1. What’s the best option and time to elect Social Security benefits?
It depends on your situation. Income? Available assets.
2. Who will provide you with reliable advice for making these decisions?
Most people look to their financial advisors for SS claiming advice, but most financial advisors don’t understand SS’s complex rules or guidelines. People always tell me that their financial advisors tell them to call the Social Security Administration or start their benefits as soon as possible and invest the income, which could have significant risk.
3. Why not ask Social Security for advice?
SS representatives are prohibited from giving election advice and are not licensed to ask you about your retirement accounts or other assets or evaluate the impact of your decision on the rest of your financial plan. Plus, SS representatives, in general, are trained to focus on monthly benefit amounts for the individual, not lifetime income for the family. Taking SS benefits at the right time will be one of the biggest financial decisions you’ll ever make, so you need to get it right. Getting it right on your own is almost impossible.
4. Why is it important to use someone trained in SS timing?
Taking your SS benefits at the right time will have a lifetime impact and could make a massive difference to a retiree’s standard of living. It will affect your retirement and savings accounts. That’s why it’s imperative to coordinate the preservation and distribution of these accounts to delay your SS income and avoid paying excessive and unnecessary taxes. SS is taxed at a lower rate than your retirement accounts or any other income.
Managing the impact of taxes. As much as 85% of your benefits may be subject to income taxation.

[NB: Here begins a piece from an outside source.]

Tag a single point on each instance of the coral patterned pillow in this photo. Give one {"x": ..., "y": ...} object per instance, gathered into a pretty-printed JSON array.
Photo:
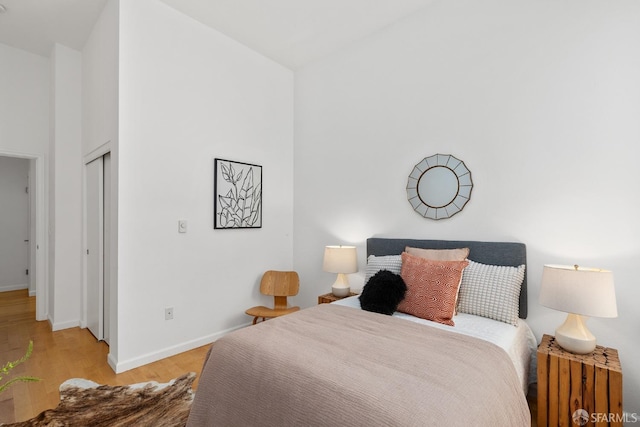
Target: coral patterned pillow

Nearly every source of income is included: wages, pensions, dividends, capital gains, business income, and tax-exempt interest. It’s important to time your SS benefits along with the withdrawals from your retirement accounts to reduce or eliminate unnecessary or excessive taxes. Forbes had an article in reference to SS “Secrets.” “When it comes to possibly pay federal income taxes on your Social Security benefits, withdrawals from Roth IRAs aren’t counted, but withdrawals from 401(k), 403(b), regular IRAs, and other tax-deferred accounts are.
So there may be a significant advantage in a) withdrawing from your tax-deferred accounts after you retire but before you start collecting Social Security, b) using up your tax-deferred accounts before you withdraw from your Roth accounts, and c) converting your tax-deferred accounts to Roth IRA holdings after or even before you retire, but before you start collecting Social security.
6. How can you maximize your lifetime Social Security benefit?
This is not the government’s money. It’s your money that you’ve paid into the system for years. This is not Welfare or Food Stamps. You need to know the rules to maximize your SS benefits for yourself and your family. Get what you are owed!
7. Why should I delay my Social Security benefits?
From age 62 to 66, your benefits will increase by an average of 6.25% per year, and from age 66 to 70, it goes into supercharging mode at 8% per year plus Cost of Living Adjustment (COLA). Most people are unaware that married couples have strategies like restricting or filing and suspending their application available to them, leaving money on the table. These strategies have the potential to increase their lifetime benefits by tens of thousands if not a hundred thousand dollars or more.
8. What else is there to consider?
People learn to focus on tax-efficient ways to acquire assets; my responsibility is to find the most tax-efficient way to distribute your assets. Your SS may be taxed if you have a pension, depending on what state you live in could be taxed (like Michigan), and when you turn 72 1/2 you have Required Minimum Distribution (RMD), your retirement account is taxed.
The IRS has a plan for you; what’s your exit strategy? One simple approach is to provide more money for your retirement and less for the IRS. This requires a complete in-depth look at your overall financial situation and determining what assets should be planned for retirement, education, and other living expenses.